Quantum electrodynamical study of bimolecular scattering effects in Raman spectroscopy

In this paper a quantum electrodynamical theory of cooperative Raman scattering in fluids is developed. The process is one in which pairs of molecules undergo concerted Raman transitions via an intermolecular energy transfer mechanism. The formalism is also extended to chromophore pairs in which intramolecular energy transfer is involved. Using the Power-Zienau-Woolley multipolar Hamiltonian, intensity equations of the Kramers-Heisenberg type are derived which are valid over all regions of molecular separation.
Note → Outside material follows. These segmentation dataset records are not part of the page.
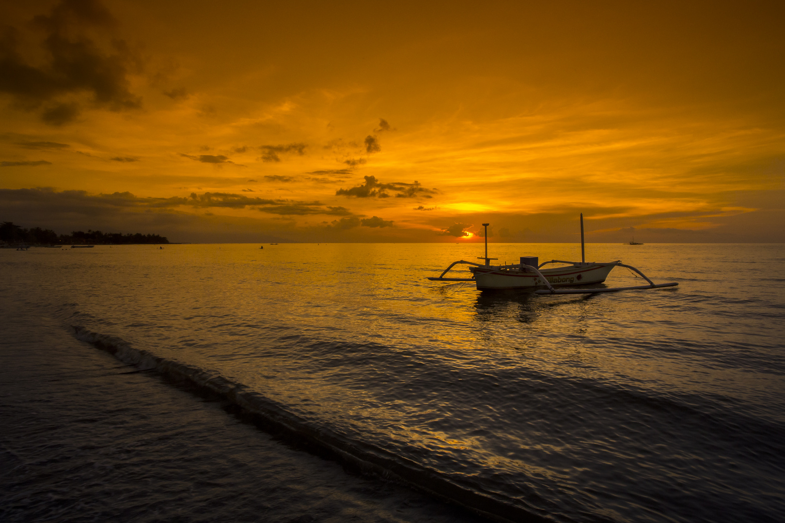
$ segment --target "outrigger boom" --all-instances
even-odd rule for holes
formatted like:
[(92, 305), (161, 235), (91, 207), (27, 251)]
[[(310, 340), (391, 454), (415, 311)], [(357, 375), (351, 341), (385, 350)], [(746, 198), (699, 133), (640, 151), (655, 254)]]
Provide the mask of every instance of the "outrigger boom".
[[(535, 294), (542, 295), (596, 294), (597, 292), (614, 292), (635, 289), (645, 289), (675, 287), (679, 285), (676, 282), (655, 283), (634, 267), (626, 265), (621, 260), (618, 260), (612, 262), (573, 262), (564, 260), (551, 260), (550, 261), (538, 264), (538, 256), (521, 256), (520, 263), (491, 266), (491, 260), (495, 260), (495, 258), (489, 258), (487, 255), (487, 223), (483, 223), (483, 226), (486, 227), (485, 256), (481, 257), (480, 260), (485, 261), (484, 265), (465, 260), (459, 260), (451, 263), (438, 278), (429, 278), (428, 279), (433, 281), (476, 281), (477, 290), (482, 291), (519, 289), (532, 290)], [(582, 214), (581, 215), (581, 254), (582, 258), (585, 260), (583, 256)], [(567, 267), (553, 267), (540, 271), (542, 267), (550, 263), (564, 263)], [(472, 273), (472, 278), (444, 277), (444, 274), (458, 264), (470, 265), (471, 267), (469, 267), (469, 271)], [(557, 287), (575, 287), (576, 285), (602, 283), (605, 281), (608, 273), (615, 267), (623, 267), (630, 271), (634, 271), (646, 280), (648, 285), (604, 289), (557, 289)]]

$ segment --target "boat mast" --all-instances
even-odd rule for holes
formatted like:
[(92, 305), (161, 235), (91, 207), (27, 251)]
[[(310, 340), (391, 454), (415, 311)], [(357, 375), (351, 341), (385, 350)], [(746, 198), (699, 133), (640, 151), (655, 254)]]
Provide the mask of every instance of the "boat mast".
[(483, 223), (485, 227), (485, 264), (488, 264), (488, 226), (490, 223)]
[[(487, 256), (487, 254), (486, 254), (485, 256)], [(586, 249), (584, 248), (583, 245), (583, 213), (581, 212), (581, 263), (585, 263), (586, 262)]]
[(490, 223), (483, 223), (483, 227), (485, 227), (485, 257), (482, 258), (480, 256), (477, 256), (477, 260), (485, 260), (485, 267), (490, 267), (491, 266), (491, 260), (498, 260), (498, 258), (488, 258), (488, 226), (489, 225), (491, 225), (491, 224)]

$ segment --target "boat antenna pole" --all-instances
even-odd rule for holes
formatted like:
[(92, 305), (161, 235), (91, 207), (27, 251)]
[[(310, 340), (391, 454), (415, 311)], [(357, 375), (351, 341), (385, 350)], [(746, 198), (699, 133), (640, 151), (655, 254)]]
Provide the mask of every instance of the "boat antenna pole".
[[(486, 254), (485, 256), (487, 256), (487, 254)], [(583, 246), (583, 213), (581, 212), (581, 263), (585, 263), (586, 262), (586, 249)]]

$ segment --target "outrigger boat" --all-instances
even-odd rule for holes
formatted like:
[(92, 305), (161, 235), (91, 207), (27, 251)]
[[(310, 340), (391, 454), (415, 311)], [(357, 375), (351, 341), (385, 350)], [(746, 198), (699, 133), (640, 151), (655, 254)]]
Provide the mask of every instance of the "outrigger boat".
[[(675, 287), (676, 282), (655, 283), (645, 274), (631, 265), (626, 265), (621, 260), (612, 262), (586, 262), (586, 249), (583, 242), (583, 214), (581, 213), (581, 261), (573, 262), (564, 260), (551, 260), (539, 263), (539, 256), (520, 256), (520, 263), (508, 265), (491, 265), (491, 260), (488, 257), (487, 226), (485, 227), (485, 256), (480, 260), (485, 261), (484, 264), (459, 260), (453, 262), (438, 278), (429, 278), (434, 281), (475, 281), (477, 290), (490, 291), (502, 289), (531, 290), (535, 294), (594, 294), (597, 292), (613, 292), (615, 291), (629, 290), (632, 289), (659, 289), (661, 287)], [(561, 263), (566, 267), (557, 267), (542, 269), (550, 263)], [(466, 264), (471, 267), (469, 271), (471, 278), (445, 278), (450, 269), (458, 264)], [(615, 267), (623, 267), (634, 271), (644, 280), (648, 285), (634, 285), (631, 287), (604, 287), (593, 289), (560, 289), (561, 287), (575, 287), (589, 284), (603, 283), (608, 274)], [(560, 289), (557, 289), (559, 287)]]

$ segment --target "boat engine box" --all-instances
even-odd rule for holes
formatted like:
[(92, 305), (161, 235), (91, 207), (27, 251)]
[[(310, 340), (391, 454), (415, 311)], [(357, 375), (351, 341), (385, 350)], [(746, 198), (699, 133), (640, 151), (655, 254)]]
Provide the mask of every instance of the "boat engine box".
[(520, 263), (537, 267), (539, 265), (539, 256), (520, 256)]

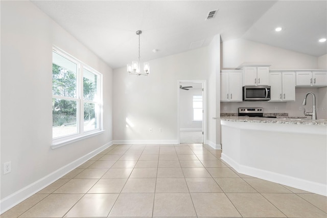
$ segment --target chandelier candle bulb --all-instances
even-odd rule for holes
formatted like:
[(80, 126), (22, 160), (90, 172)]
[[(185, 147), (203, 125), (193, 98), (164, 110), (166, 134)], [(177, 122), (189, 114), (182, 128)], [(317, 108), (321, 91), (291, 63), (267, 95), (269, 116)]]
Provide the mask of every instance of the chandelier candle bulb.
[(127, 64), (127, 72), (128, 73), (131, 73), (132, 70), (132, 64), (130, 63)]
[(138, 69), (138, 63), (137, 61), (132, 61), (132, 66), (133, 66), (133, 70), (136, 71)]
[(143, 68), (144, 70), (144, 72), (145, 72), (147, 74), (148, 74), (150, 72), (150, 64), (148, 62), (145, 62), (144, 67)]
[[(143, 65), (144, 73), (141, 72), (141, 55), (140, 54), (141, 43), (140, 43), (140, 37), (139, 35), (142, 33), (141, 30), (137, 30), (136, 31), (136, 35), (138, 36), (138, 61), (132, 61), (132, 64), (127, 64), (127, 72), (130, 74), (135, 74), (137, 76), (141, 75), (144, 76), (148, 76), (150, 72), (150, 63), (148, 62), (145, 62)], [(132, 72), (134, 71), (134, 72)]]

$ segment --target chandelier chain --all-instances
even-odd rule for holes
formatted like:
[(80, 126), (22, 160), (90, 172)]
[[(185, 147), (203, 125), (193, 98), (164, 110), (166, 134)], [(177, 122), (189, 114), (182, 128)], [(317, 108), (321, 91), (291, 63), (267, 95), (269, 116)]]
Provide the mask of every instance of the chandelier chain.
[(138, 34), (138, 62), (139, 62), (140, 59), (141, 58), (141, 55), (140, 55), (140, 48), (141, 48), (141, 40), (139, 39), (139, 35), (141, 34)]

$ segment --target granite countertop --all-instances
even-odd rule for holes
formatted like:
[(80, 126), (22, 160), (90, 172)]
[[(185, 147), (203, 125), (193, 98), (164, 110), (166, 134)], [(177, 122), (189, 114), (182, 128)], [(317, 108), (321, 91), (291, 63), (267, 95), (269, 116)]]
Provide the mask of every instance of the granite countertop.
[[(219, 118), (216, 118), (214, 119)], [(309, 118), (303, 118), (302, 117), (268, 118), (265, 117), (221, 117), (220, 119), (221, 120), (231, 122), (327, 125), (327, 120), (313, 120)]]

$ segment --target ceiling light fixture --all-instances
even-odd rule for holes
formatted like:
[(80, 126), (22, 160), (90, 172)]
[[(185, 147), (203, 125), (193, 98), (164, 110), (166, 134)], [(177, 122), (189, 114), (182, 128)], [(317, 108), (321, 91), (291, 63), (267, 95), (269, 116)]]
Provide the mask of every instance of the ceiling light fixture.
[(276, 32), (280, 32), (282, 31), (282, 27), (277, 27), (276, 29), (275, 29), (275, 31)]
[[(137, 30), (136, 31), (136, 35), (138, 35), (138, 61), (132, 61), (131, 64), (128, 63), (127, 72), (129, 73), (130, 74), (135, 74), (138, 76), (141, 75), (148, 76), (148, 74), (149, 74), (149, 73), (150, 72), (150, 64), (149, 63), (145, 62), (143, 64), (143, 70), (144, 71), (144, 73), (141, 73), (139, 69), (141, 65), (140, 59), (141, 58), (141, 55), (139, 54), (139, 50), (141, 47), (139, 35), (141, 33), (142, 33), (142, 31), (141, 30)], [(133, 71), (134, 71), (133, 73), (132, 73)]]

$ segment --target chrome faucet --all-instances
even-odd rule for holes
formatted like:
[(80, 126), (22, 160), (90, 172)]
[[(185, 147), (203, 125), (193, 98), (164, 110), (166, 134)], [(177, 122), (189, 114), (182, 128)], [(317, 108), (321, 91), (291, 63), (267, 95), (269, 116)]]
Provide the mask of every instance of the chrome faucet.
[(307, 104), (307, 97), (308, 97), (308, 95), (309, 95), (309, 94), (312, 95), (312, 98), (313, 99), (312, 100), (312, 103), (313, 104), (312, 105), (312, 112), (306, 113), (306, 108), (305, 108), (304, 114), (305, 116), (311, 116), (313, 120), (316, 120), (317, 113), (316, 112), (316, 96), (315, 95), (315, 94), (312, 92), (309, 92), (307, 93), (306, 94), (306, 96), (305, 96), (305, 99), (303, 100), (303, 102), (302, 102), (302, 105), (305, 105), (306, 104)]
In the near zone it is illustrated how the intensity of cooperative scattering is simply that obtained by consideration of the instantaneous response of one molecule to the scalar field generated by another. Within this regime it is shown that the rate of scattering has the familiar $R^{\mathrm{-}6}$ dependence on intermolecular separation R associated with interacting induced dipoles. In the far zone it is demonstrated that the fully retarded and causal interaction between molecules is mediated through virtual photon coupling, and that this leads to a result for the intensity that dies off with $R^{\mathrm{-}2}$. This long-range-interaction contribution to the overall scattering intensity is generally ignored in collisional treatments of intermolecular interactions, yet is likely to be of more significance than higher-order multipole terms in near-zone calculations. Finally it is shown how bands in a Raman spectrum due to cooperative scattering effects may be identified by their unique pressure characteristics, or by observation of light scattering that occurs outside the interaction volume of the laser beam. In the case where the scattering occurs between molecules or chromophores held in a fixed orientation with respect to one another, it is demonstrated how detection may be facilitated through the manifestation of a differential scattering effect.